<事例報告>
祐愛会織田病院における実践的な一次救命処置(BLS)研修の効果

多胡雅毅1)2) 河本健太郎1) 織田良正1) 織田正道1) 山下秀一2)

1) 祐愛会織田病院
2) 佐賀大学医学部附属病院総合診療部

【要旨】
 祐愛会織田病院では、2012年より講義形式の一次救命処置(Basic Life Support:以下BLS)研修(以下旧研修)を年に一度行ってきたが、その効果は判定されていなかった。
 新たに施行したBLS研修(以下新研修)では、旧研修と同じ職種を対象として医師以外の全職員に対する3~4人のグループ実習形式へ変更した。

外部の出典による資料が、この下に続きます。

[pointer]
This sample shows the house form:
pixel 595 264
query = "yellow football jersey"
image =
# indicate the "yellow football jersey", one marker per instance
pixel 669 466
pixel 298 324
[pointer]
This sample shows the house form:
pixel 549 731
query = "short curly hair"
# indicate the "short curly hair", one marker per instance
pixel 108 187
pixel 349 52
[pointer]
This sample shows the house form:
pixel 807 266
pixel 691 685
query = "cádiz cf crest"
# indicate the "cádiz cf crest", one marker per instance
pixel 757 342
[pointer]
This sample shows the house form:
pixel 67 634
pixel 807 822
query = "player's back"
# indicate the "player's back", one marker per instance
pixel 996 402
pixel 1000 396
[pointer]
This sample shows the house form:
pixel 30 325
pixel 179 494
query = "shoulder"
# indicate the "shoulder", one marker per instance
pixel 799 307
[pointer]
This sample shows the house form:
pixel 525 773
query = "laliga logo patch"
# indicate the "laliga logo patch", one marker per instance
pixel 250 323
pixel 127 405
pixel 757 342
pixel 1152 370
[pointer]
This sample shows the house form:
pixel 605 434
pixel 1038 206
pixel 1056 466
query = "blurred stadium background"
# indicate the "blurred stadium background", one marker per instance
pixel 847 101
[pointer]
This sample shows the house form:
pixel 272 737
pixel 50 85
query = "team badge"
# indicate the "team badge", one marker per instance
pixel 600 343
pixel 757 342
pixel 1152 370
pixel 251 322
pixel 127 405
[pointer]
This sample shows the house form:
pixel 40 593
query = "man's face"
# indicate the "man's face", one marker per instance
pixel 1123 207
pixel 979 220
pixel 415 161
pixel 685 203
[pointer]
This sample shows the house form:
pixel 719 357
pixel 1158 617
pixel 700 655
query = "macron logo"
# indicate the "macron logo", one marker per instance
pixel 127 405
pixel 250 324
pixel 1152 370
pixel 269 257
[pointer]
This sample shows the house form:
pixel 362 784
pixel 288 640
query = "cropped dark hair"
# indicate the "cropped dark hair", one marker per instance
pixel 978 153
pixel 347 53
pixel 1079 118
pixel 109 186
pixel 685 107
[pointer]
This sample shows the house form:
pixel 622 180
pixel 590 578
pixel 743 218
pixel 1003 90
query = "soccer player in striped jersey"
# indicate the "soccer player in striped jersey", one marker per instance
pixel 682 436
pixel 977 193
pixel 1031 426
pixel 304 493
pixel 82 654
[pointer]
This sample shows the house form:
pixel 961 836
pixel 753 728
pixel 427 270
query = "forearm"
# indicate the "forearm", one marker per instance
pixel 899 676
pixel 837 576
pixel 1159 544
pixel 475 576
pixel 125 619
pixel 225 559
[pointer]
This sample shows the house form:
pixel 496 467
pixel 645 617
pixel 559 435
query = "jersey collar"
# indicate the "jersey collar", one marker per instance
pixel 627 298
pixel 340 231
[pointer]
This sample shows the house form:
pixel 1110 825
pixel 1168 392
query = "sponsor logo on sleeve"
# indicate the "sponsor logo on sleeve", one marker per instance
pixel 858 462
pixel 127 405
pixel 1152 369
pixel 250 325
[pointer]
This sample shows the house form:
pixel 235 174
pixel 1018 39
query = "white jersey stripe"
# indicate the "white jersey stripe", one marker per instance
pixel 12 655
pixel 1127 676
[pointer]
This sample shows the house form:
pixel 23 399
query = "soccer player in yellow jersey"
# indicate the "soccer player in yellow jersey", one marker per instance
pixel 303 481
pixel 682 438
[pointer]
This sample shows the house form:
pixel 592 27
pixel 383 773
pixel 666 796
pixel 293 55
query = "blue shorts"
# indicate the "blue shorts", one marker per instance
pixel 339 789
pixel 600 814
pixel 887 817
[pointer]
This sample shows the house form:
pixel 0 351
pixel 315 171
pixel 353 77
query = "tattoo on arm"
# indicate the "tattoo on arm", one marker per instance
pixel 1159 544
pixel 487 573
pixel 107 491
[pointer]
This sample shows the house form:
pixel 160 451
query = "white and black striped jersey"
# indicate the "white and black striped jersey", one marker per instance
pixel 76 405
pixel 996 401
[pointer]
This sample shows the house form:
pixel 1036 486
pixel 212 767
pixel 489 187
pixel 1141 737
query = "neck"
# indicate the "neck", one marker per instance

新研修では心肺蘇生シミュレータと自動体外式除細動器を用いた実技、院内急変における各職員の意識改革に重点を置いた講義、グループでの院内急変シミュレーションを実施した。新研修前後で13項目・11段階のBLS手技に関する知識、意欲、自信についてのアンケートを行った。また、新研修前後で1度ずつ院内急変訓練を実施し、その様子をビデオ撮影して新研修前後の変化について評価した。
 対象者239名中220名(92%)が新研修に参加した。新研修前後のアンケートでは、職員のBLS手技に関する知識、意欲、自信に関するスコアが有意に改善した。新研修後の院内急変訓練では、研修前には実施されなかった呼吸の確認が行われ、胸骨圧迫までの時間が2分28秒から25秒と短縮した。
 以上の結果より、少人数制でより実践的なBLS研修は、病院職員の院内急変時の対応を改善することが示された。